For example, a questionnaire can have numerical choices that participants must choose from to provide quantitative data or it can have open-ended questions to elicit qualitative free-form feedback. Questionnaires are good for evaluating specific predefined aspects of the user experience, including perceived usability and usefulness.

If you want to collect data to evaluate emotional impact, questionnaires are probably the least expensive choice and the easiest to administer. More advanced data collection techniques for evaluating emotional impact include biometrics and other ways to identify or measure physiological responses in users (Chapter 12).

If you choose to use a questionnaire in your evaluation, your next step is to use the information on questionnaires in Chapter 12 to decide which questionnaire to use.
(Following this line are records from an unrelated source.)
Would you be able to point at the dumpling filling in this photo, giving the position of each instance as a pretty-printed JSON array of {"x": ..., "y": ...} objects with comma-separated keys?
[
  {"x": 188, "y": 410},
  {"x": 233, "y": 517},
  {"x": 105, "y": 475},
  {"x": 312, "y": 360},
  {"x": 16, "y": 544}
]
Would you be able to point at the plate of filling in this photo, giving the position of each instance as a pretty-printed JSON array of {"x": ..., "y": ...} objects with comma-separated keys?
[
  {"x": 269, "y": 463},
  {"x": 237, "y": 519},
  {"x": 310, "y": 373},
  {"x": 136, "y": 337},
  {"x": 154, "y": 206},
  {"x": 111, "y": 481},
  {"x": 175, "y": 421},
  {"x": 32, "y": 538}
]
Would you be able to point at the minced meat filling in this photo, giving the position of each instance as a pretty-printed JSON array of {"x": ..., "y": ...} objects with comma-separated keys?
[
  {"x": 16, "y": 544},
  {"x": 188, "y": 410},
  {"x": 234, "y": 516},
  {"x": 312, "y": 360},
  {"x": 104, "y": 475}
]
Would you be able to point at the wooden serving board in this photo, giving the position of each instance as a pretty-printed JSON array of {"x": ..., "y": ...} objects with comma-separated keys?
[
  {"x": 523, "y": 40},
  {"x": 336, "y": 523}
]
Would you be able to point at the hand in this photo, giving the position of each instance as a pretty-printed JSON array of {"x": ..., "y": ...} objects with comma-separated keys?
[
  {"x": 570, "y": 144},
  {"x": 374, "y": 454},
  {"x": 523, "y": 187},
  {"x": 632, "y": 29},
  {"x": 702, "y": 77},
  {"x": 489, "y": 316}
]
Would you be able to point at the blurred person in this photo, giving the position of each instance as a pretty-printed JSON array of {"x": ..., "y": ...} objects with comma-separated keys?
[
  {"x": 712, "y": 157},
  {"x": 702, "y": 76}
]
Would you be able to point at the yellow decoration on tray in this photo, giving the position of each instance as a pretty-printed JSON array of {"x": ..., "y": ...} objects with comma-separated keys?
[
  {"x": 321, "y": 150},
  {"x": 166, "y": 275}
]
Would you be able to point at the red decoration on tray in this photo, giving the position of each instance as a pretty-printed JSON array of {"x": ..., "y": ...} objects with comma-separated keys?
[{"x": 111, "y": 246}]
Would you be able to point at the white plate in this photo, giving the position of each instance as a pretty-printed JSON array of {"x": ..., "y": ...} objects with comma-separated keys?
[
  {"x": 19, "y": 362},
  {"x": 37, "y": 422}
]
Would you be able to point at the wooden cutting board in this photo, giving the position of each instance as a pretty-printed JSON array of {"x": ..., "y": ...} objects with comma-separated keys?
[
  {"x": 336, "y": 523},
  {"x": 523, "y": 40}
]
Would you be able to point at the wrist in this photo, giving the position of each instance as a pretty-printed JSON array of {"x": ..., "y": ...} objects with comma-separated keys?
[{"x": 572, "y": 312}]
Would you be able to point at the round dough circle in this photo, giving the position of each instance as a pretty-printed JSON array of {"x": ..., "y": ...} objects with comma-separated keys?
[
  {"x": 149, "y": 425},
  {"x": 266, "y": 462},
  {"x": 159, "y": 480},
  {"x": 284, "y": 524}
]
For example, you might choose our old standby, the Questionnaire for User Interface Satisfaction (QUIS), for subjective evaluation of, and user satisfaction about, traditional user performance and usability issues in screen-based interaction designs; the System Usability Scale (SUS) for a versatile and broadly applicable general purpose subject user experience evaluation instrument; or the Usefulness, Satisfaction, and Ease of Use (USE) questionnaire for a general-purpose subjective user experience evaluation instrument.

Part of choosing a questionnaire will involve deciding the timing of administration, for example, after each task or at the end of each session.

14.5.2 Adapt Your Choice of Evaluation Method and Data Collection Techniques

For UX evaluation, as perhaps for most UX work, our motto echoes that old military imperative: Improvise, adapt, and overcome! Be flexible and customize your methods and techniques, creating variations to fit your evaluation goals and needs. This includes adapting any method by leaving out steps, adding new steps, and changing the details of a step.

14.6 Select participants

The selection and recruitment of participants are about finding representative users outside your team and often outside your project organization to help with evaluation. This section is mainly focused on participants for lab-based UX evaluation, but also applies to other situations where participants are needed, such as some non-lab-based methods for evaluating emotional impact and phenomenological aspects.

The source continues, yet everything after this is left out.